= H. Khekiho Zhimomi =

Indian politician

H. Khekiho Zhimomi (19 February 1946 – 26 November 2015) was a politician from Nagaland, India. He was first elected to the Nagaland Legislative Assembly in 1989, then again in 1993 and again in 2003 as the Naga People's Front candidate in the constituency Ghaspani-I (ST). He served as a member of the Rajya Sabha (upper house of the Parliament of India) from 2008 till his death in 2015.

He was first elected to the Nagaland Legislative Assembly in 1989. He was appointed Cabinet Minister in charge of Industries and Commerce in the Nagaland People's Council Government headed by Chief Minister Vamuzo Phesao in 1990. He was a successful industrialist of Zhimomi group of industries. He opened the first Pepsi factory in North-East India in 1992 and Nagaland's first packaged drinking water VIVA in 2002.

== Personal life ==
Zhimomi was married to Khezheli. Together they had six daughters and two sons.

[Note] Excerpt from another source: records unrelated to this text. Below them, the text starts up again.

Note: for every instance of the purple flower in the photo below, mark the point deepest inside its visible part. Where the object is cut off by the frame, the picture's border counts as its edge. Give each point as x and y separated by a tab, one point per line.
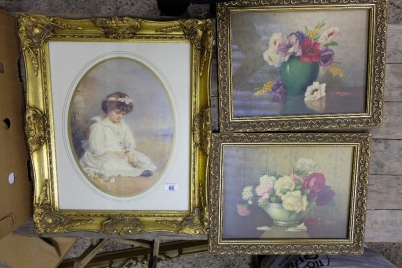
326	57
299	36
279	91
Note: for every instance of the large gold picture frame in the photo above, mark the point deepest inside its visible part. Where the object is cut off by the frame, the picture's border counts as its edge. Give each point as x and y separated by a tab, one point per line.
300	65
288	193
141	86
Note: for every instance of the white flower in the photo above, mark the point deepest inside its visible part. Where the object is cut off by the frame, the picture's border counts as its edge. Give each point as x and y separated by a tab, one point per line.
328	35
284	182
306	164
294	201
247	193
314	92
272	57
267	179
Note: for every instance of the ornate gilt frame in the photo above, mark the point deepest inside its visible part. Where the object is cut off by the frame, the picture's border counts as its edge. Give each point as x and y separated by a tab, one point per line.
36	31
375	79
360	144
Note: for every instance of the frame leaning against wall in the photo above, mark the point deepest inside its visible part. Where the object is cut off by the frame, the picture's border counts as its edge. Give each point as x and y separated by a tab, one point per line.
71	66
288	193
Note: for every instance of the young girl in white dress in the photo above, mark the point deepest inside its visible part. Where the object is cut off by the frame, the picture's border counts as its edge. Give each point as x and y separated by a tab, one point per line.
111	146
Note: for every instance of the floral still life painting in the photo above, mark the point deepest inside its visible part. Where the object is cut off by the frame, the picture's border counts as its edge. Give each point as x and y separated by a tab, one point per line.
314	62
288	192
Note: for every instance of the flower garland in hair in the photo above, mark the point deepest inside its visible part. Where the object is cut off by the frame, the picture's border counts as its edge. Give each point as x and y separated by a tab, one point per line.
126	100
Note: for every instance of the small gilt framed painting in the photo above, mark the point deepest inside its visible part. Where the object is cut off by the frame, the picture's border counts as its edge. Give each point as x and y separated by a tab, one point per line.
288	193
118	138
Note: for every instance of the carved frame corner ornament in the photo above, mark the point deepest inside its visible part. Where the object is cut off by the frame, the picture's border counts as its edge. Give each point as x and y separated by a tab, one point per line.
118	27
122	225
35	31
199	33
47	219
197	222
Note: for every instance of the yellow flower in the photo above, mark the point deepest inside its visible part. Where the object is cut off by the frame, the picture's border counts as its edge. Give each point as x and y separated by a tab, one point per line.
267	87
335	70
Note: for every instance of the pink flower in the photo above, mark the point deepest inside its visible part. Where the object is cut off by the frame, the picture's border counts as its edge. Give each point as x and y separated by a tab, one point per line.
242	210
316	183
329	34
294	177
262	190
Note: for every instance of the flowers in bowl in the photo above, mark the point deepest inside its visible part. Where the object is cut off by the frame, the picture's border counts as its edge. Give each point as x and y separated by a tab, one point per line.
299	57
296	191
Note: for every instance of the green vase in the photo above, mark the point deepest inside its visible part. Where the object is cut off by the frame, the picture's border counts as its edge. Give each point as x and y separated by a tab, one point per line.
298	75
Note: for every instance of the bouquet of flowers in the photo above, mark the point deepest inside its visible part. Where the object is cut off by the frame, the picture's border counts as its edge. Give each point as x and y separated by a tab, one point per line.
306	51
295	191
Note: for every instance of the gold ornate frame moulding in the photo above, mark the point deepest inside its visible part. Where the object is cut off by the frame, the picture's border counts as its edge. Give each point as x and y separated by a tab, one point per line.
297	65
288	193
158	180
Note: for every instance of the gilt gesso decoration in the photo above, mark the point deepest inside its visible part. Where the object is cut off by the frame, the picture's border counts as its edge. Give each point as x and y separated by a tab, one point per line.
288	193
119	139
294	65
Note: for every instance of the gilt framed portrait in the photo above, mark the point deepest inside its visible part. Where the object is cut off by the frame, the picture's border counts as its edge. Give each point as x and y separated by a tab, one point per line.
288	193
301	66
115	133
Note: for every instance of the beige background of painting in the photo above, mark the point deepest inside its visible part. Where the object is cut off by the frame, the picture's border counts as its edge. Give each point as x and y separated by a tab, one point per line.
243	165
352	39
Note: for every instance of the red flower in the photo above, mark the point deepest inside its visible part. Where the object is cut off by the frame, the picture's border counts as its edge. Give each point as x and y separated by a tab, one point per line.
316	183
324	198
242	210
310	51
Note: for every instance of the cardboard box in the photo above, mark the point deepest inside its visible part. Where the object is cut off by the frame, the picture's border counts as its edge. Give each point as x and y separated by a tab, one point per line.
34	252
15	188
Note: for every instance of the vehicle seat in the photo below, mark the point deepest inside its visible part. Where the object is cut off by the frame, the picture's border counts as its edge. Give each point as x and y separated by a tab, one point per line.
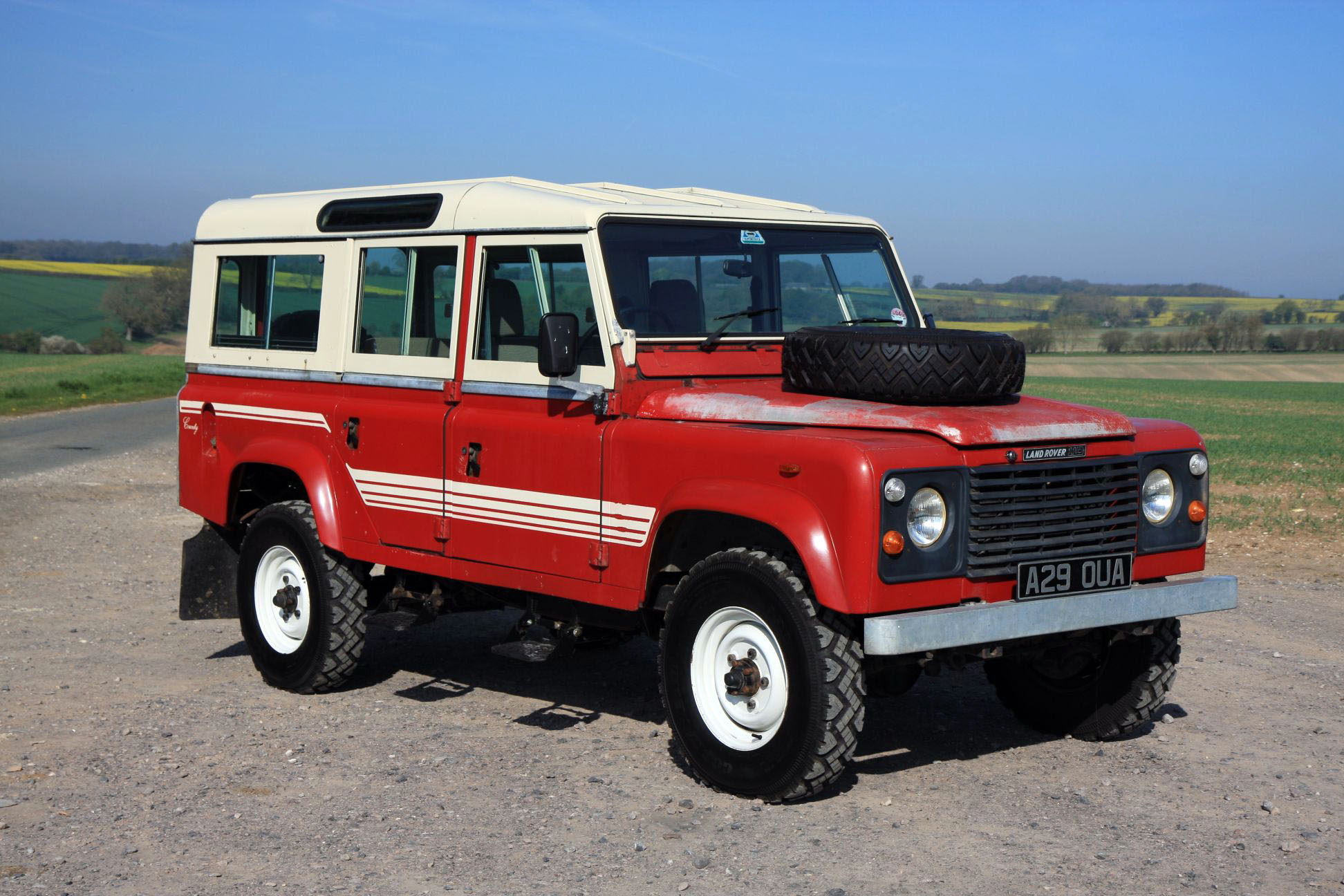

His son-in-law, Anato Zhimomi, was arrested in 2016 in a money laundering case. Anato was one of the founding members of the NGO YouthNet Nagaland and has studied at London School of Economics, Regent Business School, and University of California, Berkeley.

On 26 November 2015, Zhimomi died following a stroke at All India Institutes of Medical Sciences, Delhi where he was admitted three days ago. He was 69. His body was airlifted to Dimapur by a chartered plane for funeral on the following day.